Two girls in a garden
The colors of Edwardian summers.
Chris Wild
c. 1910-1914
Etheldreda Laing was around 38 years old when she first took pictures of her daughters using Autochrome, an early colour process. She would later become known for her work with color photography, and particularly for the series of pictures of her daughters. Older daughter Janet was around 12 years old and Iris was roughly seven when Etheldreda first started photographing them. These photos were taken in the garden of their Oxford home, in 1908. After taking them, she processed the photos in a darkroom within the house. Some required up to one minute for exposure.
The marriage of Mr. C. M. Laing, of Oxford, with Miss Etheldreda Janet Winkfield, daughter of the Rev. R. Winkfield is fixed for July 23rd, at Little St Mary’s Church, Cambridge - Marriage announcement for Charles and Ethelreda Laing, July 20 1895:
The family, along with Major Charles Laing, Etheldreda's husband, had moved to Bury Knowle House in Headington, Oxford in the last year of the 19th century. They lived with five indoor servants, a governess and a gardener.Despite being 50 at the beginning of the World War I, in 1915 Charles Laing served in France in a Red Cross unit. In 1936, he listed his only recreation as "hunting" in the publication Who’s Who in Oxfordshire.
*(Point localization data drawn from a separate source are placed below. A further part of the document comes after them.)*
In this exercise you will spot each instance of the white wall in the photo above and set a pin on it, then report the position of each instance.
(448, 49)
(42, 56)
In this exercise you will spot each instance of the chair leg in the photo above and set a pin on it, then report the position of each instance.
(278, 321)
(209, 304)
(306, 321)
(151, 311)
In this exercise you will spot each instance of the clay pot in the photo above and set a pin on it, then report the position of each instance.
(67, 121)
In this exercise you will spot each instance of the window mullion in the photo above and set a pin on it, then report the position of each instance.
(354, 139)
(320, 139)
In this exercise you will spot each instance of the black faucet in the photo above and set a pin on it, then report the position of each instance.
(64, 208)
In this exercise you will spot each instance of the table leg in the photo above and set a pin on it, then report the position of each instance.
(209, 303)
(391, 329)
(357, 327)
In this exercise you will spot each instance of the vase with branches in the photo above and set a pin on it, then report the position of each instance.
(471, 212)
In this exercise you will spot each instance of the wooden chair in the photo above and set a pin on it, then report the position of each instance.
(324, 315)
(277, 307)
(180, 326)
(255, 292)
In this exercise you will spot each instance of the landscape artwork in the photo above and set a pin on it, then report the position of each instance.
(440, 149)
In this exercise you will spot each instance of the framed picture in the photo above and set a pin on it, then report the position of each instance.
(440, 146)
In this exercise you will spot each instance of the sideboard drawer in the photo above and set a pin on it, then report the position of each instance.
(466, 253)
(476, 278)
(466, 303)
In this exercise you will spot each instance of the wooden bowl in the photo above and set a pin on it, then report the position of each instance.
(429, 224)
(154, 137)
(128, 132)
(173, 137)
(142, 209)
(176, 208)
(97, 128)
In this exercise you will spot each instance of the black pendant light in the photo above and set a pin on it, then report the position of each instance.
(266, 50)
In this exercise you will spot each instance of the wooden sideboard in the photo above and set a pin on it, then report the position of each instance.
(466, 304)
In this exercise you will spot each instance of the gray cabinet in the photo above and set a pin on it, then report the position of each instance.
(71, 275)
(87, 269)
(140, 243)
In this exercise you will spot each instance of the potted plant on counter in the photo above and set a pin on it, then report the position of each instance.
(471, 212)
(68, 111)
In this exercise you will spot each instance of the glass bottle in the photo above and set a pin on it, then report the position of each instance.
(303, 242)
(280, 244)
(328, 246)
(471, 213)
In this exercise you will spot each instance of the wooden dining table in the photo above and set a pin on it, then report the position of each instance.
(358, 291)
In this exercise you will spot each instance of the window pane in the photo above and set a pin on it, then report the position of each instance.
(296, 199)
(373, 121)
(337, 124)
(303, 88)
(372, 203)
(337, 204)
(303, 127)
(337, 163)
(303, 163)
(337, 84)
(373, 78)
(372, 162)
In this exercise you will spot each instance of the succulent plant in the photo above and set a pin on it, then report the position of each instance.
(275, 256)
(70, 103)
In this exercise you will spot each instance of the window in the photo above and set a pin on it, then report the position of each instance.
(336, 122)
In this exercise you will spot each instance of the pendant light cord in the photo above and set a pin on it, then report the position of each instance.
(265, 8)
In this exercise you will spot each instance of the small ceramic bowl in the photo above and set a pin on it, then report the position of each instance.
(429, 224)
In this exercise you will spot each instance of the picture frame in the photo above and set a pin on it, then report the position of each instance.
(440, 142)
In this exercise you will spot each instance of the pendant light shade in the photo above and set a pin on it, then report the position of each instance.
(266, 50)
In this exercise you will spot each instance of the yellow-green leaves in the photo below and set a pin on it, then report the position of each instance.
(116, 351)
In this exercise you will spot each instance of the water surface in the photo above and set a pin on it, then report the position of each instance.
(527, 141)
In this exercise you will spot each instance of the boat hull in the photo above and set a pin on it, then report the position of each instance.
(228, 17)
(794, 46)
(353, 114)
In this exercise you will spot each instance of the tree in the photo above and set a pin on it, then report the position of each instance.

The Laings left Bury Knowle House in 1923, and in 1936 moved to Richmond, London, where Charles died in a nursing home at the age of 76 on Sept. 7, 1939. Janet married Howard Montagu Bulmer de Sales La Terriere around 1930. She was his second wife. She died in Malvern, Worcestershire on Sept. 5, 1985 at the age of 87.Iris would marry Sir John Randolph Leslie, 3rd Baronet of Glaslough in 1958 — aged 55 — and become Lady Shane Leslie. Her mother Etheldreda died two years later, aged 88, in 1960, and Iris herself died, aged 92, in 1995.As for Bury Knowle House, it is now a public library, and its grounds are a public park.